1670 - 1756 AARON HART (Breslau- England)
First chief rabbi of Great Britain (1705). His Urim ve-Tummim (1707) was the first book printed entirely in Hebrew in London.
1670 BENJAMIN LEVY (c. 1650-1704) (London, England)
Arrived in England and was credited with founding of the London Ashkenazi community. Levy became very wealthy as a broker and purchased the first Ashkenazi cemetery in 1696.
C. 1670 - 1744 MEIR EISENSTADT ( MaHaRaM ESH) (Poland)
Rabbi and talmudic scholar. He served as the Rosh Yeshiva in both Worms and Eisenstadt. Among his students was Jonathan Eybeshutz, who he raised after his father had died. His works include Panim Me'irot, and Or ha-Ganuz both on the Talmud, and Me'orei Esh, on the Pentateuch.

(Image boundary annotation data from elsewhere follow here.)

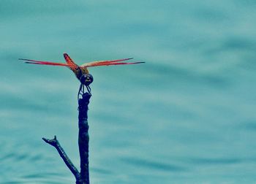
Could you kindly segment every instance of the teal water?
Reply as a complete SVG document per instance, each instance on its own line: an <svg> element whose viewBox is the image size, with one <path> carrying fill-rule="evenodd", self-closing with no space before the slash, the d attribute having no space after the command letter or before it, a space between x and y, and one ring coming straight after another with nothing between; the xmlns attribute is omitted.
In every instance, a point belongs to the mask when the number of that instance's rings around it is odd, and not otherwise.
<svg viewBox="0 0 256 184"><path fill-rule="evenodd" d="M95 67L91 183L255 183L256 1L0 1L0 183L75 183L79 83Z"/></svg>

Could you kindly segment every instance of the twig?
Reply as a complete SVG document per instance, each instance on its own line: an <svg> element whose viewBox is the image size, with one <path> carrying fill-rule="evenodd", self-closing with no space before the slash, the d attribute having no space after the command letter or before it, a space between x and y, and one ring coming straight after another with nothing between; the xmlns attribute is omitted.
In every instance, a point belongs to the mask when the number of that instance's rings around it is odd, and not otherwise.
<svg viewBox="0 0 256 184"><path fill-rule="evenodd" d="M54 138L53 139L48 139L45 138L42 138L42 139L49 145L53 146L57 151L59 152L59 156L62 158L63 161L65 162L67 166L70 169L72 173L73 173L75 179L77 180L79 180L80 175L78 172L78 170L75 168L74 164L72 163L69 158L67 156L65 151L59 144L59 141L57 140L56 136L54 136Z"/></svg>
<svg viewBox="0 0 256 184"><path fill-rule="evenodd" d="M82 96L82 99L78 100L78 146L80 158L80 180L83 183L89 183L89 136L88 134L88 104L91 94L85 93Z"/></svg>
<svg viewBox="0 0 256 184"><path fill-rule="evenodd" d="M53 146L59 152L59 154L65 162L67 166L73 173L76 184L89 184L89 136L88 134L88 105L91 95L89 93L85 93L82 95L82 98L78 99L78 146L80 158L80 172L76 169L71 160L67 156L65 151L57 140L56 136L54 136L53 139L42 138L48 144Z"/></svg>

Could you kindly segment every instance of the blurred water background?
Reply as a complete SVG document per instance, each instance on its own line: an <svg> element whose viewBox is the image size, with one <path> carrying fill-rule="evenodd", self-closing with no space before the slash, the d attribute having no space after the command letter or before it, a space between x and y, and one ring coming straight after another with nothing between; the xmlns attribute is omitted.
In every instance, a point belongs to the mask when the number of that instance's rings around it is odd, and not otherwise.
<svg viewBox="0 0 256 184"><path fill-rule="evenodd" d="M75 183L79 82L90 68L91 183L256 183L256 1L0 1L0 183Z"/></svg>

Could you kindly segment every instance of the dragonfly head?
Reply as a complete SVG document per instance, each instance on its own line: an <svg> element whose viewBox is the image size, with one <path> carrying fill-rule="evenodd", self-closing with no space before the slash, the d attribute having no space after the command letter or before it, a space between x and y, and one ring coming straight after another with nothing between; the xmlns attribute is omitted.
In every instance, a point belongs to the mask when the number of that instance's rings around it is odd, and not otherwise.
<svg viewBox="0 0 256 184"><path fill-rule="evenodd" d="M87 86L89 85L93 81L94 81L94 77L90 74L83 74L80 78L80 82L82 84Z"/></svg>

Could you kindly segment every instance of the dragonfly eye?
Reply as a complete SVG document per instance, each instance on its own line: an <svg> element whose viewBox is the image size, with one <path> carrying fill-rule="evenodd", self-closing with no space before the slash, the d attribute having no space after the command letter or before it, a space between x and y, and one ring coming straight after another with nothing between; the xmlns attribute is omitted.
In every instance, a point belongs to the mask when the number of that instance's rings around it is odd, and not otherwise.
<svg viewBox="0 0 256 184"><path fill-rule="evenodd" d="M89 85L94 81L94 77L91 74L83 74L80 78L80 82L85 85Z"/></svg>

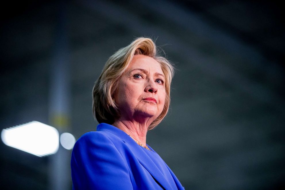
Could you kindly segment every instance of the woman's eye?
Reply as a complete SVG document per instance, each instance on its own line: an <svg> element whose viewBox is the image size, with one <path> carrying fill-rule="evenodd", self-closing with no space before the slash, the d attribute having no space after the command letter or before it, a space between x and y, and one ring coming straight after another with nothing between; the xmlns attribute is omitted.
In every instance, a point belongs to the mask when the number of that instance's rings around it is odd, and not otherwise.
<svg viewBox="0 0 285 190"><path fill-rule="evenodd" d="M163 80L161 79L157 79L155 80L155 82L159 84L163 84Z"/></svg>
<svg viewBox="0 0 285 190"><path fill-rule="evenodd" d="M134 75L134 77L136 78L142 78L141 75L139 74L136 74Z"/></svg>

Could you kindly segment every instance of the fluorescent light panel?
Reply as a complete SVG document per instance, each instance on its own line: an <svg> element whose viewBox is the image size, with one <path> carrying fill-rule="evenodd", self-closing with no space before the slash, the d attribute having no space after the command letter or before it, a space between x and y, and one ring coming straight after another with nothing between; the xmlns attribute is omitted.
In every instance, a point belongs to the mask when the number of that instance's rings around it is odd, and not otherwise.
<svg viewBox="0 0 285 190"><path fill-rule="evenodd" d="M57 130L38 121L3 129L1 136L6 145L40 157L54 154L58 149Z"/></svg>

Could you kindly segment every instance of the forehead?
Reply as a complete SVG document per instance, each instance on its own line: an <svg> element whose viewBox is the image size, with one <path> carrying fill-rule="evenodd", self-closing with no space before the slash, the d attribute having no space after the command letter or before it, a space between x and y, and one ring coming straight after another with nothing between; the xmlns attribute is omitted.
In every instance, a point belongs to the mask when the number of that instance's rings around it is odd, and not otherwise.
<svg viewBox="0 0 285 190"><path fill-rule="evenodd" d="M152 57L143 55L134 56L127 70L138 68L143 69L149 72L159 72L163 74L160 64Z"/></svg>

1670 January 18, METZ (France)
Raphael Levy, a peddler, was accused of killing a Christian child for sorcery and was tortured to death. A former Jew, Paul du Vallie, son of a renowned physician, leader in the Jewish community, helped to convict him. King Louis XIV later declared it to be "judicial murder" and demanded that all such cases be brought before the king's council.
1670 February 28, VIENNA (Austria)
Leopold I ordered Jews to be expelled within a few months. Although Leopold was reluctant to lose the large amount of taxes (50,000 Florins) paid by the Jews, he was persuaded to do so by Margaret, the daughter of, Phillip IV, the Spanish Regent and a strong follower of the Jesuits. (see 1630, Samuel Oppenheimer). Margaret blamed the death of her firstborn on the tolerance shown to the Jews.The last Jews left on the 9th of Av.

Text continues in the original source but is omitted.